How evaluations work
Each evaluation follows a three-step lifecycle:- Define the scenario and success criteria for a test case.
- Run the evaluation. Dimedove simulates a realistic user conversation with your agent, then an independent AI judge scores the transcript.
- Review the results: an overall score, a pass/partial/fail verdict, and a per-criterion breakdown explaining exactly what worked and what did not.
Creating an evaluation
- Navigate to the Evaluations section in your agent workspace.
- Click Add evaluation.
- Dimedove creates a new evaluation and opens its configuration view.
- Fill in the fields described below, then save.
Configuring your scenario
The Scenario field describes who the simulated user is and what they are trying to accomplish. Think of it as stage directions for a realistic visitor. Write your scenario in natural language. Be specific about the user’s situation, needs, and behavior so the simulation produces a meaningful test. For example:- “A marketing manager at a mid-size SaaS company exploring Dimedove for the first time. They want to understand pricing, how the platform compares to their current solution, and whether it can handle their volume of 500 monthly leads.”

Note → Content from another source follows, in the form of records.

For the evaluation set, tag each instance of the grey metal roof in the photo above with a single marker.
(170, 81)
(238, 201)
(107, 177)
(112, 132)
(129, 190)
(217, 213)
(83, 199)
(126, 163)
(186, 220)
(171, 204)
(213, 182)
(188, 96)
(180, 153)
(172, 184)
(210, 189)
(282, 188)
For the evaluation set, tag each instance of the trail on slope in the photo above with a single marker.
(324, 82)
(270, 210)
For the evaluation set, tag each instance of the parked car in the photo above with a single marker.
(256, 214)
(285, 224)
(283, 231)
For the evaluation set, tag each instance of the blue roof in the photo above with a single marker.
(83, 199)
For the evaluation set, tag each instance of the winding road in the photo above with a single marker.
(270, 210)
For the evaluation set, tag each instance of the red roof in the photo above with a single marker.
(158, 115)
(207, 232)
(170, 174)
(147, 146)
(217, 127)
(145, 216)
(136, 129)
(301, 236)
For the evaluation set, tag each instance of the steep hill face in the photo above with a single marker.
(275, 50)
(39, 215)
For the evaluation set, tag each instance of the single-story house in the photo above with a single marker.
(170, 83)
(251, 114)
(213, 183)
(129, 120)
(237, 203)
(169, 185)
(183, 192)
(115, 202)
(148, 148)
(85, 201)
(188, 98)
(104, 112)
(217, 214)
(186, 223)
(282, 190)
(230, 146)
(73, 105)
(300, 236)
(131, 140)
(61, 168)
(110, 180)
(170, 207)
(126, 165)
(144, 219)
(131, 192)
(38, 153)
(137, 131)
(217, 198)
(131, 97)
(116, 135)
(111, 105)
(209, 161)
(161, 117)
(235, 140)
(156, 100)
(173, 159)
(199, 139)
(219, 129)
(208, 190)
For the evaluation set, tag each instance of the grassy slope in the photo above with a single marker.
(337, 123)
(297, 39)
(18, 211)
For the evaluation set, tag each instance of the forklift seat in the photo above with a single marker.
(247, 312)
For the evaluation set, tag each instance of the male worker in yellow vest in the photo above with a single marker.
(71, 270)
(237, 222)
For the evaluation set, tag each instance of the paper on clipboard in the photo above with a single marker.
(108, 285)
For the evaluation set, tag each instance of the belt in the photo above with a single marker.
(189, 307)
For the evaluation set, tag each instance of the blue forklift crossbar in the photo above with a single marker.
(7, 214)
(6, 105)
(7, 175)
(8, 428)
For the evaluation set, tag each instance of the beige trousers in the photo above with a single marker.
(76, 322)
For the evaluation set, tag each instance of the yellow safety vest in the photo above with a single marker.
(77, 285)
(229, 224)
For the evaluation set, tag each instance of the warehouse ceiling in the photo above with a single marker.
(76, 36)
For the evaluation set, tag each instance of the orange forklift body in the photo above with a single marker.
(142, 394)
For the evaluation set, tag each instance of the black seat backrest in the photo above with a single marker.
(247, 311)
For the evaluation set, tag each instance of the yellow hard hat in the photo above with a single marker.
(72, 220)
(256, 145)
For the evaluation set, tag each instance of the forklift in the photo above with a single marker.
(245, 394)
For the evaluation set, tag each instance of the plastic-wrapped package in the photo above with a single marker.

- “A small business owner who heard about Dimedove from a colleague. They are not very technical and want to know how quickly they can get started, what kind of results to expect, and whether there is a free trial.”
Defining success criteria
The Success criteria field tells the evaluation judge what a passing conversation looks like. The judge evaluates the full transcript against each criterion you define. Describe what a successful interaction looks like in your own words. Be concrete and specific so the judge has clear signals to assess. For example:- “The agent identifies the visitor’s company size and use case within the first few exchanges.”
- “The agent recommends the correct plan based on the visitor’s stated needs.”
- “The agent collects the visitor’s name and email before the conversation ends.”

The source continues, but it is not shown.